People often ask us why Krsna conscious devotees consider illicit sex (defined as any sex other than that within marriage and only for procreation) to be irreligious. What's wrong with something that makes people feel good? The answer is illustrated by these men who are unable to curb their sexual appetites even in the face of contracting a deadly disease. When persons, regardless of gender or sexual preference, are so entranced by the pleasure of sex that they are unable to think rationally, then that sex desire is seriously detrimental.
If a person can't resist a few moments of pleasure even when it threatens to ruin his marriage, create unwanted children, or kill him, then surely his intelligence is stunted. Such an unfortunate, unintelligent person becomes a slave to the genitals, just as a junkie becomes hopelessly addicted to the temporary thrill of a drug. Thus the scriptures advocate restraint. Complete celibacy is best. If that is impossible, then one should be married and have sex only to produce good children.

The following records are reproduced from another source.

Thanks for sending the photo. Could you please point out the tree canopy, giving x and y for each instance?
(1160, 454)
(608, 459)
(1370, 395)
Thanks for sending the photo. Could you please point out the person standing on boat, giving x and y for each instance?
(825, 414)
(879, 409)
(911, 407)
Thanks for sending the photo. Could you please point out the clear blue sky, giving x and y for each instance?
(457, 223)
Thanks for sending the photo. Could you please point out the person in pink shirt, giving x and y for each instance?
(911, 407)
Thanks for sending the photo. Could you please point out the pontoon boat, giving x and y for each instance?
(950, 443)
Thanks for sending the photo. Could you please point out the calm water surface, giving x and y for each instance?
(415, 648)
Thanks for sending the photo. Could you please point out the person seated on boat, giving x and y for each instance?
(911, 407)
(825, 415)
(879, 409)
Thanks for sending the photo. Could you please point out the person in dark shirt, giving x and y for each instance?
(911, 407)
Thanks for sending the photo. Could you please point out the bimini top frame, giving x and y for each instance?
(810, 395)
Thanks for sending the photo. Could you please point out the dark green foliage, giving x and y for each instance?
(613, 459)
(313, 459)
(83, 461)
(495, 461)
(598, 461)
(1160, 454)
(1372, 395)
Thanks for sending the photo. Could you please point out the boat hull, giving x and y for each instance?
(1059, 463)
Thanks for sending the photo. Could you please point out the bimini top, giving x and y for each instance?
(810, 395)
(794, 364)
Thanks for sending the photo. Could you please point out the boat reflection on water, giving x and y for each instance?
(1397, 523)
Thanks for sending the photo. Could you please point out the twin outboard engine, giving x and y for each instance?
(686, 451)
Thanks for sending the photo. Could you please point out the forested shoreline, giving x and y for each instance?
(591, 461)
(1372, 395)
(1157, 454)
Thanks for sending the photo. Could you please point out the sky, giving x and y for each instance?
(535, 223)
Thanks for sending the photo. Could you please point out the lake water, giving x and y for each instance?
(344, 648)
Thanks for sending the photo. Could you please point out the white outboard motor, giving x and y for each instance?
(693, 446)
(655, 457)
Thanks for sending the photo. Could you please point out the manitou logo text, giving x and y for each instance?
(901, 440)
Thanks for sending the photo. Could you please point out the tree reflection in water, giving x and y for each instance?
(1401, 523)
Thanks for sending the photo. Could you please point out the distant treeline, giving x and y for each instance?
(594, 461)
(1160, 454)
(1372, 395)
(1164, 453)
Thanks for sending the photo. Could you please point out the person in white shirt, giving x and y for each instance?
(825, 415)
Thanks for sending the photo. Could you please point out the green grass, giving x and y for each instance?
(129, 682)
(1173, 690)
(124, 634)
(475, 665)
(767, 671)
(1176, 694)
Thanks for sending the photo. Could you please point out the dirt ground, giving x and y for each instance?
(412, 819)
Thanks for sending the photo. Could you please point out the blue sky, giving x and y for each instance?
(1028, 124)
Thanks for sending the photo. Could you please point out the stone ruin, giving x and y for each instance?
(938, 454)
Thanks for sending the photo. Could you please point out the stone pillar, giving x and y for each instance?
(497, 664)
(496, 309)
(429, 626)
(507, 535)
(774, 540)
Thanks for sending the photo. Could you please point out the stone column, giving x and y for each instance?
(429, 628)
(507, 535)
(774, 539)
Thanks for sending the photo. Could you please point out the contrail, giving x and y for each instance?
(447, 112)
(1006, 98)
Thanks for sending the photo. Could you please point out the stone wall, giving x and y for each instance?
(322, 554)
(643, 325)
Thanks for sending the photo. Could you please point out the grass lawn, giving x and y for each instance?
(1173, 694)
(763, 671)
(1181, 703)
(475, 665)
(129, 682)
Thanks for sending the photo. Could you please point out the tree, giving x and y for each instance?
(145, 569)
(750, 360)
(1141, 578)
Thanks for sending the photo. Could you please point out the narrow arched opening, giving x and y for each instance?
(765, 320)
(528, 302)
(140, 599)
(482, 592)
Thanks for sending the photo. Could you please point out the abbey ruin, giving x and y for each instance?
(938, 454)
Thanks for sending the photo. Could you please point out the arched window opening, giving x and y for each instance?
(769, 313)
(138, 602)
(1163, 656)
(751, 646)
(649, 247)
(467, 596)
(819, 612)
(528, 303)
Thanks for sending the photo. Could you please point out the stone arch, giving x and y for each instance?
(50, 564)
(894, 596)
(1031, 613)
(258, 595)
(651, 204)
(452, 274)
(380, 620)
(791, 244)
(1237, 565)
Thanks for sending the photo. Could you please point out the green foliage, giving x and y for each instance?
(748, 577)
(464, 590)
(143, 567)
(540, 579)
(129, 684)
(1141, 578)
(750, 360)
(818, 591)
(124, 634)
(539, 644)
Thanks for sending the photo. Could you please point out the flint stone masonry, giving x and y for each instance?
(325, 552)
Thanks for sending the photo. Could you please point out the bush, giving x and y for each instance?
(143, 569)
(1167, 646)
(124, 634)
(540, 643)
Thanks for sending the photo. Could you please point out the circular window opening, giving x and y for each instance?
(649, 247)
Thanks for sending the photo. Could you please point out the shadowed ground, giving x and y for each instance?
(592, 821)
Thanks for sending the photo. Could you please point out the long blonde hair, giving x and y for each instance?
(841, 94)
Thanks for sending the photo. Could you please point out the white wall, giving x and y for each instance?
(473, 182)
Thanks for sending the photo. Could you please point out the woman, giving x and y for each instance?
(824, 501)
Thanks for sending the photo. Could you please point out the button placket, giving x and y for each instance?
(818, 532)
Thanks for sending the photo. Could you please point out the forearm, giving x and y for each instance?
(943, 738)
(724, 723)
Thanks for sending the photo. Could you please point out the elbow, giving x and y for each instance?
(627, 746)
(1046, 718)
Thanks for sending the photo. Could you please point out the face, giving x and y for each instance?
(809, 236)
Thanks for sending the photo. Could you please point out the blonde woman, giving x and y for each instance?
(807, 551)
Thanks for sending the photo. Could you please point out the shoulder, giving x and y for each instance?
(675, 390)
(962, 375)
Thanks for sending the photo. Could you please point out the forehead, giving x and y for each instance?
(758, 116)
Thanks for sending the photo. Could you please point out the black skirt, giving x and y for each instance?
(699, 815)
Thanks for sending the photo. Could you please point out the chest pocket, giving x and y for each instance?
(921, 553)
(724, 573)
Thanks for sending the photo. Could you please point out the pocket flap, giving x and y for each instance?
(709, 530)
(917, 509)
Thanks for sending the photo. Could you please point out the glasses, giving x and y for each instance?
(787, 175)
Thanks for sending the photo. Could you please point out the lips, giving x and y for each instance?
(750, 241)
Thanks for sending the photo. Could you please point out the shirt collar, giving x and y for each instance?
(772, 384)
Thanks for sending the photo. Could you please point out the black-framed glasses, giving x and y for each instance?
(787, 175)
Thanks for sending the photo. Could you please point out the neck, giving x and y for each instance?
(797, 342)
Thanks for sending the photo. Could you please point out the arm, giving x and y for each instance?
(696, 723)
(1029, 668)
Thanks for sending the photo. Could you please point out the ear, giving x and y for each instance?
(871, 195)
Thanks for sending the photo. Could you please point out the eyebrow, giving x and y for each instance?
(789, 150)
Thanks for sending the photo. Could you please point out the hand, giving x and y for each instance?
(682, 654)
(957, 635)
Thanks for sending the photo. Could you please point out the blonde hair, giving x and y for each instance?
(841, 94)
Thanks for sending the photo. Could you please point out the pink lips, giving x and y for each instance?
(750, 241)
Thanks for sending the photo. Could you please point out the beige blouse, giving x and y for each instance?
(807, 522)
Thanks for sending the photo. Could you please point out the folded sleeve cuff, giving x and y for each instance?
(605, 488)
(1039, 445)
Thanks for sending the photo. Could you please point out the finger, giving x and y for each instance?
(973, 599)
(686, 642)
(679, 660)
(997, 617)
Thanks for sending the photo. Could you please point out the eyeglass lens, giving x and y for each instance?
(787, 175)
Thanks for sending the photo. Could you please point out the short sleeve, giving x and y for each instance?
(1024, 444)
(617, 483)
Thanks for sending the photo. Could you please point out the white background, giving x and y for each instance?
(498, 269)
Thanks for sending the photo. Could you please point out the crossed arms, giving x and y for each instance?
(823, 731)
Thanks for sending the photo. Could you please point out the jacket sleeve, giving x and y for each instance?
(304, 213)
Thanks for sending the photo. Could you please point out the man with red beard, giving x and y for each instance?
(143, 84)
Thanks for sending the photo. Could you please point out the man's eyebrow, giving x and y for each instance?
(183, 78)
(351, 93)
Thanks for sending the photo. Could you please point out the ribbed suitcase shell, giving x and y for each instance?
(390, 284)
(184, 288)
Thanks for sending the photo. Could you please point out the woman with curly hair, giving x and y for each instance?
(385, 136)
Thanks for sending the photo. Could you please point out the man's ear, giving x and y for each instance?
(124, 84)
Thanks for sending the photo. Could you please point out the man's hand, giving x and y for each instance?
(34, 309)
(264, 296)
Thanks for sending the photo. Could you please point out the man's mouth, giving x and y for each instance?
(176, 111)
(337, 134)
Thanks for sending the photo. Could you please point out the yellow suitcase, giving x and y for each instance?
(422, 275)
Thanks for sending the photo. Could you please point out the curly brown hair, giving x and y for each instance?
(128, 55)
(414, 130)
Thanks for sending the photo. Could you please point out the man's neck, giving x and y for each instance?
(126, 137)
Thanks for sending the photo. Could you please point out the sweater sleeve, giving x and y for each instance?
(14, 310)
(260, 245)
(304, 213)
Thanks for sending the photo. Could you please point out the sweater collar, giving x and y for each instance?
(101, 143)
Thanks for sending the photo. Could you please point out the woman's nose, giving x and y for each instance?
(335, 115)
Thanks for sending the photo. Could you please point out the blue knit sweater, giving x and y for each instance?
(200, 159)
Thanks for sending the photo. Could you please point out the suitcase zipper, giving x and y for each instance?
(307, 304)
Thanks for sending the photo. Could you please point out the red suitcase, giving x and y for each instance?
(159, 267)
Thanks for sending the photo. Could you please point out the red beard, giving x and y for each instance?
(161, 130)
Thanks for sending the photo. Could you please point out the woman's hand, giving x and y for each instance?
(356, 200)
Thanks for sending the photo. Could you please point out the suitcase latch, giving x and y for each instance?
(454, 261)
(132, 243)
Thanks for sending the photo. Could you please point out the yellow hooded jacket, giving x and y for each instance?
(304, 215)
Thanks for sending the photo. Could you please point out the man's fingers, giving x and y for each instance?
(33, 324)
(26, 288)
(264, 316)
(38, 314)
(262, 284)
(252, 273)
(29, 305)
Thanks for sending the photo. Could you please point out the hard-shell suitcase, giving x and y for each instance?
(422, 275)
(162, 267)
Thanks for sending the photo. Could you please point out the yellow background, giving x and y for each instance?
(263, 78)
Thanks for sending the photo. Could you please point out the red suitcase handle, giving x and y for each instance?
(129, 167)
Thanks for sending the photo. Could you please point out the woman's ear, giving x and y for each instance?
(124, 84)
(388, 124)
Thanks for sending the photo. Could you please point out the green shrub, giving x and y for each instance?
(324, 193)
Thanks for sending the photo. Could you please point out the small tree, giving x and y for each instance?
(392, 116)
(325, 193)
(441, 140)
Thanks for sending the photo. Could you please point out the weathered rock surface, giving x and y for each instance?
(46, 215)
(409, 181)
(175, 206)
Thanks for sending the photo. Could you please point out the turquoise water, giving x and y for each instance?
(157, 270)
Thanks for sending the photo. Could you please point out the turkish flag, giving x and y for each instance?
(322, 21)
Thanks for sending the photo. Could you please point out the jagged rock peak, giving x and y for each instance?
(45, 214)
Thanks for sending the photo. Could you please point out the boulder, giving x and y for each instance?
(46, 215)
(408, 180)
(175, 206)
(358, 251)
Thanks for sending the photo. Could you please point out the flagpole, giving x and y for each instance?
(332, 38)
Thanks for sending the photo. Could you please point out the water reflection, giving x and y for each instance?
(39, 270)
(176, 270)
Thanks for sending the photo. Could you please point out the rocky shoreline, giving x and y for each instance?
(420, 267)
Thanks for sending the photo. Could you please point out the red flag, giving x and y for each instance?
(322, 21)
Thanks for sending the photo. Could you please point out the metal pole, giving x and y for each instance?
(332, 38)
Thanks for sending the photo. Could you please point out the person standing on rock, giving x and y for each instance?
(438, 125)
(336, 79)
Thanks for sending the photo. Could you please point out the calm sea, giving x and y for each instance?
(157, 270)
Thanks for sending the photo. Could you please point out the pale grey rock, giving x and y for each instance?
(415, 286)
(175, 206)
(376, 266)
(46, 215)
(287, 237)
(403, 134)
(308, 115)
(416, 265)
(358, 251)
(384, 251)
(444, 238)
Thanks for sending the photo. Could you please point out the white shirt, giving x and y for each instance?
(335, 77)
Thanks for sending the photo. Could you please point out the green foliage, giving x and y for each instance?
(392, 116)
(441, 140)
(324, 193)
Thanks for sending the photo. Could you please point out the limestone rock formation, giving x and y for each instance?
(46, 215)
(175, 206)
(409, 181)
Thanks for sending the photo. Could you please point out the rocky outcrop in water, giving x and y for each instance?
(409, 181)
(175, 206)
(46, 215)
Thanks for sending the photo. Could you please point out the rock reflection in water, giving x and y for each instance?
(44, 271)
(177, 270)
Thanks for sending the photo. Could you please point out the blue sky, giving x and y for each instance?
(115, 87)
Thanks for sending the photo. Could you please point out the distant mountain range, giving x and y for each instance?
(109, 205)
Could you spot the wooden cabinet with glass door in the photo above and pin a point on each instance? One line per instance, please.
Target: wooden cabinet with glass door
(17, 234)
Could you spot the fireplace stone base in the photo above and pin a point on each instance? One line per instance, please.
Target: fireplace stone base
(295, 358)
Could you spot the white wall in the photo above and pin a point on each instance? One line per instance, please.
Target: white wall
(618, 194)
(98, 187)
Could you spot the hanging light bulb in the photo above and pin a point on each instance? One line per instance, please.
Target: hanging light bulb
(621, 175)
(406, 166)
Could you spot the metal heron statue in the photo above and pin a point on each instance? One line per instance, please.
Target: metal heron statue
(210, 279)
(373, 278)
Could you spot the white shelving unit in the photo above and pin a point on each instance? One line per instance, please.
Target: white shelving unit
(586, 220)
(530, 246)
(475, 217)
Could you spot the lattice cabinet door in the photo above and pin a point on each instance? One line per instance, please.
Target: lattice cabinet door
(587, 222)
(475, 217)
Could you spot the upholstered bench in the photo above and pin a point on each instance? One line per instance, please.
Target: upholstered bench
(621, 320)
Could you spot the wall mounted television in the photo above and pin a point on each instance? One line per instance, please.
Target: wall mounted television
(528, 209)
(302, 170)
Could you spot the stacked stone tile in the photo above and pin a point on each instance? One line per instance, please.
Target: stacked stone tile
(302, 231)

Sexual control is not only beneficial in that one avoids the problems of AIDS or abortion or divorce, but celibacy contributes much to our physical well-being also. Srila Prabhupada, commenting on the Srimad-Bhagavatam (3.26.57), explains:
It is understood herewith that the faculty to discharge semen is the cause of death. Therefore, yogis and transcendentalists who want to live for greater spans of life voluntarily restrain themselves from discharging semen. The more one can restrain the discharge of semen, the more one can be aloof from the problem of death. There are many yogisliving up to three hundred or seven hundred years by this process, and in the Bhagavatam it is clearly stated that discharging semen is the cause of horrible death. The more one is addicted to sexual enjoyment, the more susceptible he is to a quick death.
To appreciate the beauty of celibacy requires a higher vision, a vision rarely promoted in this world. People are woefully shortsighted; thus so many tragedies seem unavoidable because sense control appears impossible.
But by following the spiritual practices recommended in this age, especially the chanting of the Hare Krsna maha-mantra, the members of the Krsna consciousness movement are able to refrain from illicit sex, thus protecting themselves from its adverse reactions.
In today's society, on the other hand, people lack spiritual training and often act on instinct, like animals, seeking quick pleasure. Says Dr. Schram, "It can take years to develop AIDS, and in the meantime people look and feel healthy. It's not like being able to see a tangible result of your actions the next morning." And because people are unable to perceive the horrific results of their sinful acts, thousands more will die of this disease called AIDS.